Look how smushed everyone looks in that panel at the bottom. That’s not a stylistic choice or anything, they just wouldn’t fit otherwise. That’s the only reason Shatterstar is on bended knee offering everyone a Jawa kebab.
2.
we are connected via satellite with an eyeless, 14-fingered disabled man who chose to wear a turtleneck and a trenchcoat with the collar popped to his report in the desert
tess, what have the iraqis been doing to your thumb, jesus christ
i'm sorry we can't hear you, try talking directly into your hot dog on a stick
1.
This is by no means the worst art that Rob Liefeld has ever subjected the world to, but it is the most blatant example of how little a fuck he gives about every aspect of his “craft”, the industry, and above all, the reader. We’ll ignore the elephantine Strong Sad leg that he’s given Franklin Richards in the first panel, and the billowy 90s wide-neck T and feathered ‘do, despite this comic actually having come out THIS YEAR. Look at Franklin’s hands in the first and second panels. I have made a lot of jokes about this sort of thing up to this point, but I think this is finally concrete evidence.

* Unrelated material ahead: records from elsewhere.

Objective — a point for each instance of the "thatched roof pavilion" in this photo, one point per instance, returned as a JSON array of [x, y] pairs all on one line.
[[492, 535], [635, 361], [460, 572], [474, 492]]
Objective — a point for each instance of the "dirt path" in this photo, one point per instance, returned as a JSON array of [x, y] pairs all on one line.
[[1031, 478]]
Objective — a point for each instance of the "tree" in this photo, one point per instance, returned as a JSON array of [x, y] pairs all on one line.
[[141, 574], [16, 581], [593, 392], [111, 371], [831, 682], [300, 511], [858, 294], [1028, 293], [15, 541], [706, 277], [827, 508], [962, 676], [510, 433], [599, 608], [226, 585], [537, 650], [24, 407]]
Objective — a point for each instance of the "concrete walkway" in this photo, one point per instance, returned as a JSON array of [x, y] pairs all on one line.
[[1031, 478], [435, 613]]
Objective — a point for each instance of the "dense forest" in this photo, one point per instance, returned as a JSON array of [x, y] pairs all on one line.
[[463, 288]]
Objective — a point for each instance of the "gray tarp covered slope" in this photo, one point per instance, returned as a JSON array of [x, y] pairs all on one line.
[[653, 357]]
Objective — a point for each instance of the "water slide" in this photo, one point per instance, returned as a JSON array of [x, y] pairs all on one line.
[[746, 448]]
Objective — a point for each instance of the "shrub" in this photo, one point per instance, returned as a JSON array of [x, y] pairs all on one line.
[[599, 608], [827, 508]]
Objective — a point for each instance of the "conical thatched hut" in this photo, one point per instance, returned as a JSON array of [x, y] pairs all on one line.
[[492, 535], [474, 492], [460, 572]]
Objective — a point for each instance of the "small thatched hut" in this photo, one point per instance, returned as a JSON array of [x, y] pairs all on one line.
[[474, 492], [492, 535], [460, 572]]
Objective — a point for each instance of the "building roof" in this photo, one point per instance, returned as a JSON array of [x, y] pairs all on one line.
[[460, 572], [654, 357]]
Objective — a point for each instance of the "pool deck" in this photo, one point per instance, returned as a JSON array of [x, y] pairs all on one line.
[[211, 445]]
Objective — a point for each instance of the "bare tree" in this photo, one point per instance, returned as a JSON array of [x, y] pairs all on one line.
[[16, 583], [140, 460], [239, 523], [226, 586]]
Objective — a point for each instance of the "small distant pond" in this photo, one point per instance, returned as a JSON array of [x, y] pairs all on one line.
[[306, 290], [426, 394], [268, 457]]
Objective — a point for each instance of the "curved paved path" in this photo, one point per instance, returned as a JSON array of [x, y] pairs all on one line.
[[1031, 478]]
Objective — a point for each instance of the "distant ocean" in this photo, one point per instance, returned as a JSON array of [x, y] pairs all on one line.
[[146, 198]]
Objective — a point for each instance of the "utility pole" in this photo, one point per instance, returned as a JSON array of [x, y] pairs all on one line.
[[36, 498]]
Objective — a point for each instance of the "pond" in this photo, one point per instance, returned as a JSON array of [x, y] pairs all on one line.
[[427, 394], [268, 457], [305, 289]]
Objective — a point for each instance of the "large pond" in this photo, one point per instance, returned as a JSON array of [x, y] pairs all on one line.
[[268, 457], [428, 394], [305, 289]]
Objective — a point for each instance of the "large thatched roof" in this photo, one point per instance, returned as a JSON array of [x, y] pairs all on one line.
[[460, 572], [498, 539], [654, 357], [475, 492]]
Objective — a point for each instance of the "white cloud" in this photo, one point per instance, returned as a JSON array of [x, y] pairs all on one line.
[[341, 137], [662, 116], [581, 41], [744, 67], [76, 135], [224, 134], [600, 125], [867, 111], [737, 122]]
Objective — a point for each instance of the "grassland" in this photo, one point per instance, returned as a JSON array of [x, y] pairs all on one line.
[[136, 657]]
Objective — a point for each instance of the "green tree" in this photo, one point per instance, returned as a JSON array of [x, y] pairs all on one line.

Rob Liefeld drew this ENTIRE page of a comic book before realizing that Franklin was supposed to be holding a gun. Then, instead of using Photoshop or altering his existing art, he DREW IN a gun behind his hand on the first and second panels, then called it a day. LOOK AT THE HANDS. THERE IS NO WAY HE EVER INTENDED FRANKLIN RICHARDS TO HAVE A GUN.
Rob Liefeld is still getting commissioned to do work for both major comics publishers. He is one of the most successful, recognizable, well-known and popular comic book artists in history despite being difficult to work with, egotistical, contrary and missing deadlines on a consistent basis. He has made more money than most of us will ever see in our lifetimes. He still cannot draw a foot.